Markus Guhe · shakuhachi

Name. The shakuhachi is named after its length: In traditional Japanese units it is 1 shaku 8 (hachi) sun – 54.5 centimetres. These 1.8 flutes have a pitch of D, but other lengths are used as well, most commonly ranging from 1.6 to 3.4.

Material. Traditionally, shakuhachi are made from thick-walled madake bamboo but other kinds of bamboo as well as wood or plastic are used for beginners' instruments. Most contemporary shakuhachi have Japanese lacquer (urushi) applied to the inside of the bamboo (ji-ari) although there is a renewed interest in flutes with natural linings (ji-nashi), which produce a softer, ‘more natural’ timbre.

Meditation tool.
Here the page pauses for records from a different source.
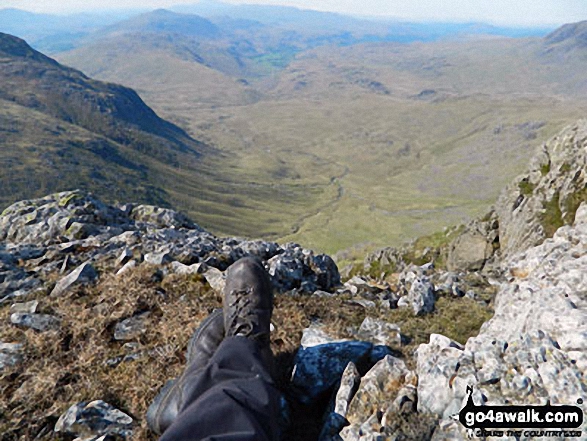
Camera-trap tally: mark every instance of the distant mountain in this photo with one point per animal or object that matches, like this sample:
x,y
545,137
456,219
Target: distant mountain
x,y
60,129
163,21
568,38
54,33
362,29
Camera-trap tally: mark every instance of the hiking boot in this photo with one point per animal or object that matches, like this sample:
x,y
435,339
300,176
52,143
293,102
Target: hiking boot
x,y
201,347
248,301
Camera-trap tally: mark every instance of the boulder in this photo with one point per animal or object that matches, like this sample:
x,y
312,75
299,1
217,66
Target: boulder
x,y
131,328
379,332
160,217
82,275
38,322
472,248
94,419
534,348
547,195
319,368
10,355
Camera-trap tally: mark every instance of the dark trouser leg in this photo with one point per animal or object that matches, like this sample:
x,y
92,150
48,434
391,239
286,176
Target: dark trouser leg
x,y
233,398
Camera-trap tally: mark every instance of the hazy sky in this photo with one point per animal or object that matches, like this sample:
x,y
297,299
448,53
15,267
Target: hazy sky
x,y
511,12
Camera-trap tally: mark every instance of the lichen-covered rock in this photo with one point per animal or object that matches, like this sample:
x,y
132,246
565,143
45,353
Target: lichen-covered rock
x,y
418,290
131,327
546,197
388,386
474,246
67,215
379,332
318,368
95,419
533,349
160,217
83,274
38,322
10,354
298,268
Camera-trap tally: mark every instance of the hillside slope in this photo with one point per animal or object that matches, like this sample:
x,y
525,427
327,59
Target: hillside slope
x,y
61,129
411,137
96,296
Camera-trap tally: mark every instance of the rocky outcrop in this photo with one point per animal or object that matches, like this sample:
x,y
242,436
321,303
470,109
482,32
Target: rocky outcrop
x,y
69,232
547,196
471,250
532,351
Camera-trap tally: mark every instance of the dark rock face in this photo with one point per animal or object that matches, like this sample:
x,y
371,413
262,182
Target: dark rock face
x,y
34,80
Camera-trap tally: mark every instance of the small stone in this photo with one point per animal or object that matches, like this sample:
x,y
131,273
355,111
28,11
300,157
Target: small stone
x,y
126,267
420,297
96,418
131,328
82,275
215,279
320,293
364,303
315,335
28,307
124,257
10,354
318,368
379,332
38,322
348,386
158,258
380,387
196,268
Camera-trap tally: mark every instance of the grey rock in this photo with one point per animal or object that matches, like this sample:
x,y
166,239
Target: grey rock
x,y
554,180
533,349
10,354
124,257
332,426
82,275
315,335
388,386
28,307
57,217
473,247
131,328
96,418
349,384
318,368
160,258
38,322
364,303
215,278
420,296
126,267
379,332
196,268
161,217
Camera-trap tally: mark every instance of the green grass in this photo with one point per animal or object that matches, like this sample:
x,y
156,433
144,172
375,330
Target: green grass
x,y
326,165
526,188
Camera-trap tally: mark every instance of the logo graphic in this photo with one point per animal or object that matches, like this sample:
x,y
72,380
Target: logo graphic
x,y
522,417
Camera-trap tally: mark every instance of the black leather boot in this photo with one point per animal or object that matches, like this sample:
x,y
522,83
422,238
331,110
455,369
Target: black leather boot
x,y
201,347
248,305
248,301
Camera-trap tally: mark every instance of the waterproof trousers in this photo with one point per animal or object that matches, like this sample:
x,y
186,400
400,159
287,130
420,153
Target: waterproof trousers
x,y
232,398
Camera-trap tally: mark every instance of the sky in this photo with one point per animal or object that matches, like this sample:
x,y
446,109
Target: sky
x,y
503,12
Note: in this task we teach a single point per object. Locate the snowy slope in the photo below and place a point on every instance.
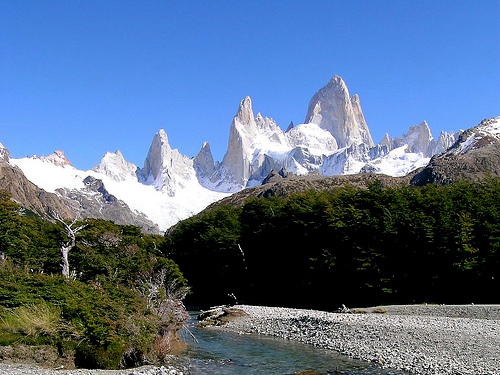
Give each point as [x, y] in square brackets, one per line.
[159, 207]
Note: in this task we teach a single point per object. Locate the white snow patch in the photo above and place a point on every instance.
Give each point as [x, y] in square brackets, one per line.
[398, 162]
[158, 207]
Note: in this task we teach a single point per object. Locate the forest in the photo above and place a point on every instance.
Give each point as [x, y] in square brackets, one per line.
[120, 306]
[354, 246]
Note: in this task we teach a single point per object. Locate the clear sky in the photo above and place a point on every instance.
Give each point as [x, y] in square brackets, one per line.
[89, 76]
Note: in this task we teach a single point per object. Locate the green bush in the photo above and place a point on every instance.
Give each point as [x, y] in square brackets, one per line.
[102, 314]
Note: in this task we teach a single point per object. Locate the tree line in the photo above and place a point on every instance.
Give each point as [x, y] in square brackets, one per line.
[352, 246]
[118, 307]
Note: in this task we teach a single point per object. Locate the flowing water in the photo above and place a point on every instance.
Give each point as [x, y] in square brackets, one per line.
[227, 353]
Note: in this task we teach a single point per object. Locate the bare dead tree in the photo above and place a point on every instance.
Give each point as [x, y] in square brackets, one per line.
[66, 246]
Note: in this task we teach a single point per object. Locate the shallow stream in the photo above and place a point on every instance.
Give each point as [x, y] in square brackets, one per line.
[227, 353]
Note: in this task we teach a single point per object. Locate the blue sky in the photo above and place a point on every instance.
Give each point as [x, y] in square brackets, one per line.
[90, 76]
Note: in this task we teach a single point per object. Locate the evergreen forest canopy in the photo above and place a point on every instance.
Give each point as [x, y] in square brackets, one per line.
[353, 246]
[120, 308]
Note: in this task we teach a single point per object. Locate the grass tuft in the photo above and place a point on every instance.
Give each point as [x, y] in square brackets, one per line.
[34, 320]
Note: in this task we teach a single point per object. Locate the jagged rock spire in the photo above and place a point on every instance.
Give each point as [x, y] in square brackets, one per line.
[335, 111]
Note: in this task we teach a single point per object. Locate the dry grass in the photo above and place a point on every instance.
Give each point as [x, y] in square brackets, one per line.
[34, 320]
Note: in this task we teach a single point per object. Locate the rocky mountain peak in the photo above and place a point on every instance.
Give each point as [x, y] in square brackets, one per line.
[203, 164]
[114, 165]
[245, 112]
[166, 168]
[4, 154]
[335, 111]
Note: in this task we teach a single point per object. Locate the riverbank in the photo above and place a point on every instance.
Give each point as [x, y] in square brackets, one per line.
[420, 339]
[27, 369]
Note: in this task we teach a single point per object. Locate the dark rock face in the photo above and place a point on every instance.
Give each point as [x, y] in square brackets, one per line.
[449, 168]
[474, 156]
[97, 186]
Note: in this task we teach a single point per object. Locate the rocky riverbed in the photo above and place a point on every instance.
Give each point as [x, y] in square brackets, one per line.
[26, 369]
[418, 339]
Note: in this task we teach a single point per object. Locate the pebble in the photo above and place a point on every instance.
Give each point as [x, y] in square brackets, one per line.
[418, 339]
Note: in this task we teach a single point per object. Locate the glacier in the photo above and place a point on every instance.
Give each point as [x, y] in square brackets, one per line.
[333, 140]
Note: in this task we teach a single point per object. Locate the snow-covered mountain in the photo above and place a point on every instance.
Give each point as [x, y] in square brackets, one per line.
[134, 197]
[333, 140]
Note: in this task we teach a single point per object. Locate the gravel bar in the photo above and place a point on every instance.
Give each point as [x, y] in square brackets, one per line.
[26, 369]
[419, 339]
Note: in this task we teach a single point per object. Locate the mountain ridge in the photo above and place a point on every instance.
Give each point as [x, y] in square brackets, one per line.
[170, 186]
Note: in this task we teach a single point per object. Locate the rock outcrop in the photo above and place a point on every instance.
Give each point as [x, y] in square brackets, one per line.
[166, 168]
[335, 111]
[475, 155]
[114, 165]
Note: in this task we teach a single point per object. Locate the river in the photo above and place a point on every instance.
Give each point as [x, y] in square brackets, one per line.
[226, 353]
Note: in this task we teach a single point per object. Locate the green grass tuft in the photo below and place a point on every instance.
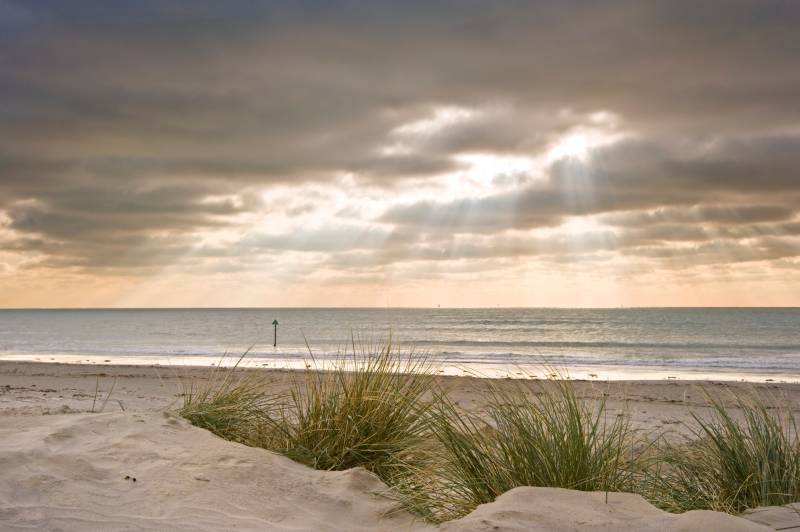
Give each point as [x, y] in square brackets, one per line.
[735, 461]
[550, 439]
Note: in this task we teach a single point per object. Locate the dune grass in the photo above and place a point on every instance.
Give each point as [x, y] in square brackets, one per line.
[381, 409]
[735, 461]
[369, 411]
[231, 404]
[550, 438]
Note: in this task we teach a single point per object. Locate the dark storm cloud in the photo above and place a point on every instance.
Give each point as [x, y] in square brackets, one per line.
[118, 122]
[636, 176]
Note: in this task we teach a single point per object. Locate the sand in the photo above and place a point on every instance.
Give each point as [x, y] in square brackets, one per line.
[64, 468]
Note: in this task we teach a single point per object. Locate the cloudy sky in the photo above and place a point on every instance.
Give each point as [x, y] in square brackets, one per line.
[463, 153]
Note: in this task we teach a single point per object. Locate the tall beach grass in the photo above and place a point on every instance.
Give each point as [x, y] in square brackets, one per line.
[380, 408]
[546, 437]
[735, 461]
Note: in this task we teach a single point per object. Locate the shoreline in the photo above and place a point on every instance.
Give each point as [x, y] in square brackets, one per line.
[93, 428]
[488, 370]
[30, 388]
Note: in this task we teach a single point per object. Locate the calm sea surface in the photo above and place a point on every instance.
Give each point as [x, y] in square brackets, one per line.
[758, 343]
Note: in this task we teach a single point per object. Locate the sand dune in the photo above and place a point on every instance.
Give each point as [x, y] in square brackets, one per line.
[74, 471]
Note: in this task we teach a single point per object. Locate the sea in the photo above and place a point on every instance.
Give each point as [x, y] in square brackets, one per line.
[753, 344]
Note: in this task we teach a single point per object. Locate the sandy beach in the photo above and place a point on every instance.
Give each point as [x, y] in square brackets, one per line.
[68, 468]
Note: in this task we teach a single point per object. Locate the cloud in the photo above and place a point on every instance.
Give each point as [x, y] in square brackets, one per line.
[153, 135]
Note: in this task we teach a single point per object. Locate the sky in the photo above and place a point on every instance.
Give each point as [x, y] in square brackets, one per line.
[459, 153]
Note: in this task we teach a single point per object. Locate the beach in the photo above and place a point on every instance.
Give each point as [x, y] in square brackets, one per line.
[74, 437]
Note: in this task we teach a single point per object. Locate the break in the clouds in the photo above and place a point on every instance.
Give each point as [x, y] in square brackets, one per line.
[337, 153]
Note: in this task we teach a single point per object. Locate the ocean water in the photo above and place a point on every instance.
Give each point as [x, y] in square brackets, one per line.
[749, 343]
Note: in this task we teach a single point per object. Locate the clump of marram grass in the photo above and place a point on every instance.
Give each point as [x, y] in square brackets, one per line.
[548, 439]
[231, 405]
[369, 411]
[733, 463]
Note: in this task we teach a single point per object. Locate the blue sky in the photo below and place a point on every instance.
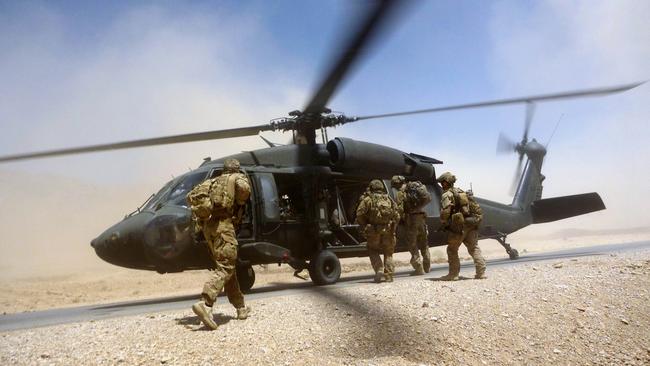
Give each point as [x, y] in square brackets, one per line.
[78, 73]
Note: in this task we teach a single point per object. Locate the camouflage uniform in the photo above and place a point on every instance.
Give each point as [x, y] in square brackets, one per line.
[467, 235]
[379, 232]
[219, 231]
[416, 229]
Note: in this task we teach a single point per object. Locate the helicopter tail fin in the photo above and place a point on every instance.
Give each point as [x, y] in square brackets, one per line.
[559, 208]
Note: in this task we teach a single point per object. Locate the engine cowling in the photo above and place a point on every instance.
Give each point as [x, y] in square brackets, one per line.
[376, 161]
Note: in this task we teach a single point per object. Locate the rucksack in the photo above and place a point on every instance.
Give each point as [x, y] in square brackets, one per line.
[461, 202]
[222, 195]
[199, 200]
[417, 195]
[381, 209]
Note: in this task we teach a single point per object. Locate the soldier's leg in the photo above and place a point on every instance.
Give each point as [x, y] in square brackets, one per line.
[411, 238]
[454, 241]
[224, 253]
[471, 242]
[373, 243]
[423, 244]
[388, 246]
[235, 297]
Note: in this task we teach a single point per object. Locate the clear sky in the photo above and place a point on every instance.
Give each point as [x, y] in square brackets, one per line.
[78, 73]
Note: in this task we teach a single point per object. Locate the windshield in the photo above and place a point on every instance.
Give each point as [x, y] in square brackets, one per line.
[182, 188]
[151, 204]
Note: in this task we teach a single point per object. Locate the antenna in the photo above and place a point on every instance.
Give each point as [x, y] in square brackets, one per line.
[554, 129]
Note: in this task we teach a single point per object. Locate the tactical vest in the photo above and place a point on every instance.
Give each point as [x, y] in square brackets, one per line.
[222, 195]
[381, 210]
[416, 196]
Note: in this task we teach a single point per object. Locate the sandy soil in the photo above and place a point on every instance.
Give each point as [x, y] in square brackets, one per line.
[592, 310]
[110, 284]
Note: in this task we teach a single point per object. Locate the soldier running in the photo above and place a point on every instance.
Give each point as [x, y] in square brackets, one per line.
[460, 216]
[378, 215]
[217, 205]
[413, 216]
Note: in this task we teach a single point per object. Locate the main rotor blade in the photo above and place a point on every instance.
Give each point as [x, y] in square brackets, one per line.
[358, 42]
[199, 136]
[530, 112]
[505, 144]
[535, 98]
[515, 180]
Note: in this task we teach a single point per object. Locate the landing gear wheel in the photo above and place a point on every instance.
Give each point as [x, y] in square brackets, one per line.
[325, 268]
[245, 277]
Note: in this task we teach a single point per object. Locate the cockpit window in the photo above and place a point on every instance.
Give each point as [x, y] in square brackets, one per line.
[158, 197]
[182, 188]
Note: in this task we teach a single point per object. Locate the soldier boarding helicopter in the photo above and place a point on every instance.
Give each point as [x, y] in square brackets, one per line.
[304, 195]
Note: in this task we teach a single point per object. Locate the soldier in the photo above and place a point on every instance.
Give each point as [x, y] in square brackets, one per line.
[377, 215]
[460, 216]
[217, 205]
[414, 217]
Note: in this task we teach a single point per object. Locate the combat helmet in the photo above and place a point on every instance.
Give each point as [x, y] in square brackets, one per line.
[397, 181]
[376, 186]
[447, 177]
[231, 165]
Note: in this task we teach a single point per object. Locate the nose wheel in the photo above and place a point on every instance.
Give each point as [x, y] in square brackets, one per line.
[325, 268]
[512, 252]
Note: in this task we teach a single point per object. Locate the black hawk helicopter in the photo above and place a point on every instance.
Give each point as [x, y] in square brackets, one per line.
[304, 195]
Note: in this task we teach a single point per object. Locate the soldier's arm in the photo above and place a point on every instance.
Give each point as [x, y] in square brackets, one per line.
[362, 210]
[445, 208]
[242, 190]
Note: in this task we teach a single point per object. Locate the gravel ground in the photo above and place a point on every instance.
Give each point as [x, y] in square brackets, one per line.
[593, 310]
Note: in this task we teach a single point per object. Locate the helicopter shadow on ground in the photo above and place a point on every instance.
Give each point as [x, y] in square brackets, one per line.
[381, 330]
[193, 322]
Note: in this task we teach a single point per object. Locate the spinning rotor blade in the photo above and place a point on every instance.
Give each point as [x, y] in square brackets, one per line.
[529, 99]
[530, 112]
[354, 47]
[505, 144]
[199, 136]
[515, 179]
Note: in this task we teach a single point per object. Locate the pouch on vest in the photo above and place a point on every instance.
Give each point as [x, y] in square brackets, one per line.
[200, 202]
[457, 222]
[222, 195]
[381, 209]
[417, 195]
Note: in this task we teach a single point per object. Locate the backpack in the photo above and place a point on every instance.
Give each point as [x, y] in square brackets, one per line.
[222, 195]
[381, 209]
[199, 200]
[461, 202]
[417, 195]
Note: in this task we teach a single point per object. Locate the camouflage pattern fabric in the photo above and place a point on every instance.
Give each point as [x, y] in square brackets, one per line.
[470, 239]
[380, 235]
[417, 239]
[467, 235]
[416, 233]
[222, 242]
[381, 241]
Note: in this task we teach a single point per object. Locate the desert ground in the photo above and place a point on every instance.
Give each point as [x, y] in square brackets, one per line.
[589, 310]
[82, 285]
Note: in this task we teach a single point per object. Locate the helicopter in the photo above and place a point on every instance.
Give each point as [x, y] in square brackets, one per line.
[304, 194]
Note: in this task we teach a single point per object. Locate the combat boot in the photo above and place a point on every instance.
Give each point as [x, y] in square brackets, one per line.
[378, 277]
[243, 313]
[205, 314]
[419, 271]
[449, 277]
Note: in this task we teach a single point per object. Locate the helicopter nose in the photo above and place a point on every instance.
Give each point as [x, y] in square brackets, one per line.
[121, 244]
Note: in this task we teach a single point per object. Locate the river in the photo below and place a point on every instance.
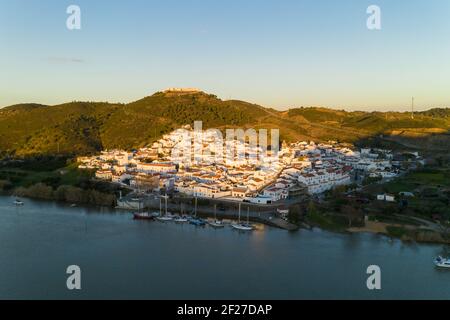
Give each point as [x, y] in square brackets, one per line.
[125, 259]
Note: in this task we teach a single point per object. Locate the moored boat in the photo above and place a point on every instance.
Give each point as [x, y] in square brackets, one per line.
[197, 222]
[17, 202]
[143, 216]
[243, 226]
[167, 216]
[180, 219]
[216, 223]
[442, 262]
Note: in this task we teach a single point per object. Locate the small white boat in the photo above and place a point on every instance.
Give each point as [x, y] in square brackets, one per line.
[216, 224]
[143, 216]
[164, 218]
[179, 219]
[17, 202]
[442, 262]
[243, 226]
[156, 214]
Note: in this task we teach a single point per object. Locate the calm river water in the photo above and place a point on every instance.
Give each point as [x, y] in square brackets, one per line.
[125, 259]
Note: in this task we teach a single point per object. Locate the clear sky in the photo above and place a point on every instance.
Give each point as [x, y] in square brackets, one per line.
[283, 53]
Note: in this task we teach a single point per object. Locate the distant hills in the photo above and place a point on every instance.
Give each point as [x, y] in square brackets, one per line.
[86, 127]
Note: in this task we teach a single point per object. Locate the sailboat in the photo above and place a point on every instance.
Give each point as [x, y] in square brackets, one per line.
[196, 221]
[17, 202]
[142, 215]
[181, 218]
[243, 226]
[166, 216]
[216, 223]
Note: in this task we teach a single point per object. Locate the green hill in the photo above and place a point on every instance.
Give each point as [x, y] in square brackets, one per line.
[85, 127]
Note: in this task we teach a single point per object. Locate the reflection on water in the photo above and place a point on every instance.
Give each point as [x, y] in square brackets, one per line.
[122, 258]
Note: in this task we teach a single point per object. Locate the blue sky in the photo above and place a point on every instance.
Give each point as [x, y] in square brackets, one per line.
[284, 53]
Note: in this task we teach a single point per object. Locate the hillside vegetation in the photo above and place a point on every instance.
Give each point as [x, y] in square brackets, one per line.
[86, 127]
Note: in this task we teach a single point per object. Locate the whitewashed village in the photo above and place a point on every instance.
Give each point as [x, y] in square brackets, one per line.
[297, 169]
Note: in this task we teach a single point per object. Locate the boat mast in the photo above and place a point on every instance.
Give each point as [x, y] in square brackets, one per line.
[248, 215]
[166, 203]
[239, 213]
[195, 214]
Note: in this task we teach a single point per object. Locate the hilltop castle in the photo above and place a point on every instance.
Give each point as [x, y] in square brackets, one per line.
[182, 90]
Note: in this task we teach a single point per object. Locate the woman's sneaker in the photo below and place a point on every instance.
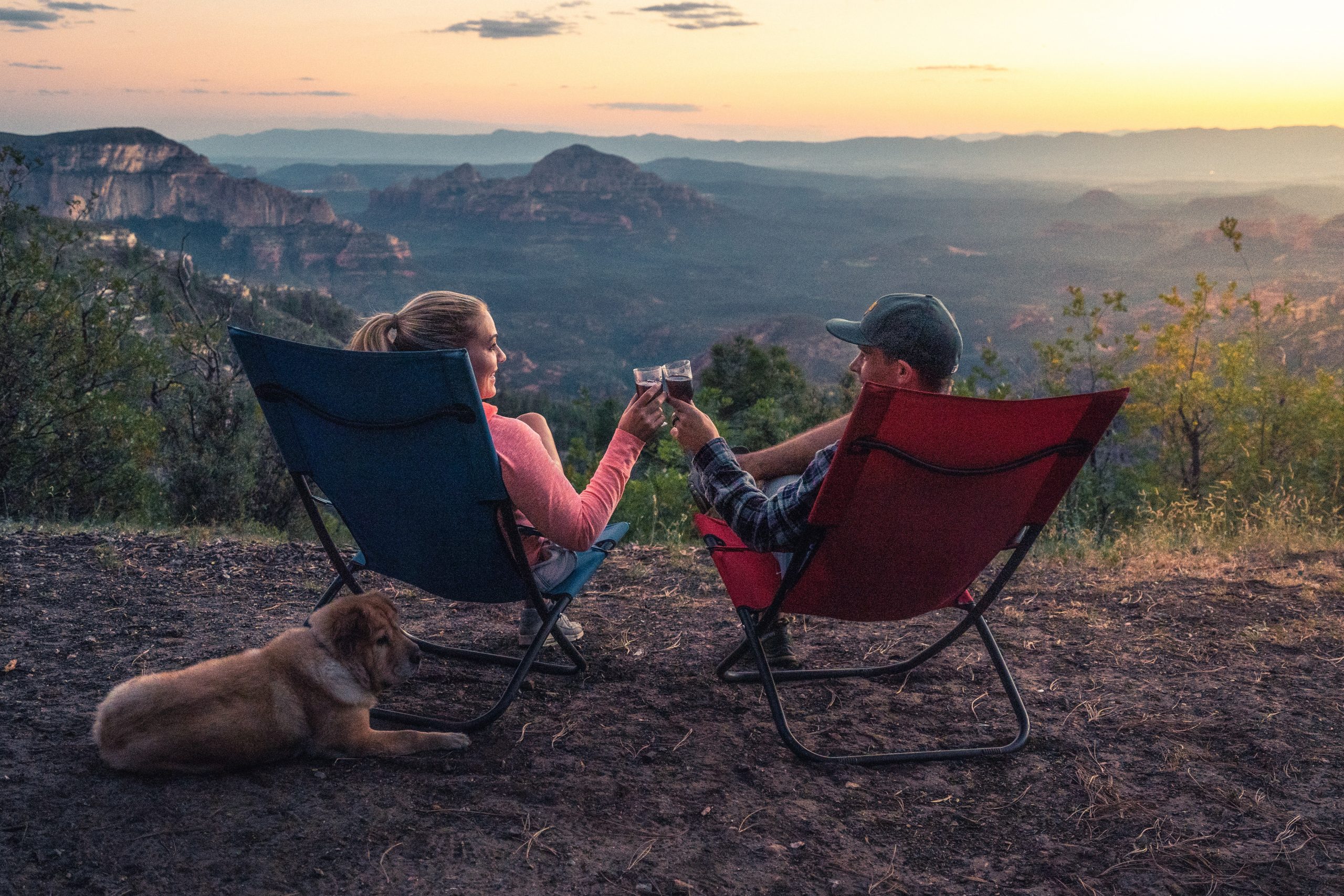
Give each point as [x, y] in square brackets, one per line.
[531, 623]
[779, 647]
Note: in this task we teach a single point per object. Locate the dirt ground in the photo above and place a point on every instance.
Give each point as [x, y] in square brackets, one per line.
[1187, 721]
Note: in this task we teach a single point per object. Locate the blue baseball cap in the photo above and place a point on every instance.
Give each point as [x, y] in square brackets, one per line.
[910, 327]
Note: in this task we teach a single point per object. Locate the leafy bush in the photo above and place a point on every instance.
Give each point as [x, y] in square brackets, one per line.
[76, 434]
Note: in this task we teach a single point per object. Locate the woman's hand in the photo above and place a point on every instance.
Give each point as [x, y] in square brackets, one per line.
[643, 417]
[694, 428]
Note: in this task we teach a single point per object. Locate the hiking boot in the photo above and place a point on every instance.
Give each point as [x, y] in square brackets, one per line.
[779, 645]
[531, 623]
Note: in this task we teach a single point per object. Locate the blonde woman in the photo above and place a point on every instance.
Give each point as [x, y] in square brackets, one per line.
[569, 520]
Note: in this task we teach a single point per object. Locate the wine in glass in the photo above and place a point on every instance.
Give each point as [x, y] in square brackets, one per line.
[678, 376]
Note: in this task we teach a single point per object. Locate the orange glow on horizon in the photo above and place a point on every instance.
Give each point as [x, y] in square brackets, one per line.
[802, 71]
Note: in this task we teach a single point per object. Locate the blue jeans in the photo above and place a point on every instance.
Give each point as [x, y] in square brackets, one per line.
[555, 568]
[771, 489]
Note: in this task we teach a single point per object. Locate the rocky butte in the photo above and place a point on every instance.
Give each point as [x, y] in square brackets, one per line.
[140, 176]
[572, 186]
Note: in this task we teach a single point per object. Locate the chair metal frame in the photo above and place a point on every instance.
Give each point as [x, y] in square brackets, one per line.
[550, 613]
[754, 623]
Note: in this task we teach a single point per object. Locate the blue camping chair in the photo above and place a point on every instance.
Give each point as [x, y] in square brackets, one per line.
[398, 445]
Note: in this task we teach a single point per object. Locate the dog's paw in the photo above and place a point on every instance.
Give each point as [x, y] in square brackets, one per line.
[452, 742]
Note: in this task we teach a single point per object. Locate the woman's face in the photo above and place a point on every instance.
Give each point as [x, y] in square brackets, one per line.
[486, 354]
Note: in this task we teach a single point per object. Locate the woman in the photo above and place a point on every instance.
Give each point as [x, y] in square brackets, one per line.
[529, 460]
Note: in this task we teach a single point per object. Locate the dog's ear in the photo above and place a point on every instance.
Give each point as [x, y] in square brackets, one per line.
[351, 629]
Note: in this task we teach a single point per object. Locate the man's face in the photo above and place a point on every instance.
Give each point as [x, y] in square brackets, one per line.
[873, 366]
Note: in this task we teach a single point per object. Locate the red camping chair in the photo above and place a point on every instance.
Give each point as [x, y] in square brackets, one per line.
[924, 492]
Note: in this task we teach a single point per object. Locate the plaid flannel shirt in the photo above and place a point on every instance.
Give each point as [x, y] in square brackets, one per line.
[777, 523]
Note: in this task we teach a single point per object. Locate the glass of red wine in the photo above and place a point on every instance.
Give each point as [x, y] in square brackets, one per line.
[678, 378]
[647, 378]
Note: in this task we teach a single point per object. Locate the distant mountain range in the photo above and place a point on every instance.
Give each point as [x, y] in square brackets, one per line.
[1193, 155]
[167, 193]
[593, 265]
[573, 186]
During the Edo period the Japanese government decreed that only mendicant Zen monks (komuso) were allowed to play shakuhachi. The komuso use the shakuhachi as a meditation or religious tool (hokki) rather than as a musical instrument (gakki).

Repertoire. Because the komuso monks held the monopoly for playing shakuhachi for such a long time, they established the core repertoire, called honkyoku (‘true’ or ‘original’ pieces). However, despite the komuso monopoly, shakuhachi has always been used for other musical genres like min'yo (Japanese folk music) or sankyoku (in combination with koto, shamisen and voice). Since the end of the komuso monopoly in the mid-19th century the shakuhachi has been used in all musical genres, ranging from shinkyoku (new pieces) to Pop, Jazz and Classic.

Technique. Because it has only 5 finger holes, the shakuhachi has a pentatonic scale, but through the meri–kari system (partial hole closing, head movements and subtle changes in embouchure), any frequency, including a chromatic 12-tone scale up to 3 octaves, can be produced.

Learning. Many different techniques and nuances are needed to play shakuhachi. These essential elements are neither notated nor can they be learnt without one-to-one instruction from a qualified teacher. While learning without guidance is possible up to a point, it is slow and difficult, leading to most students giving up after a short while.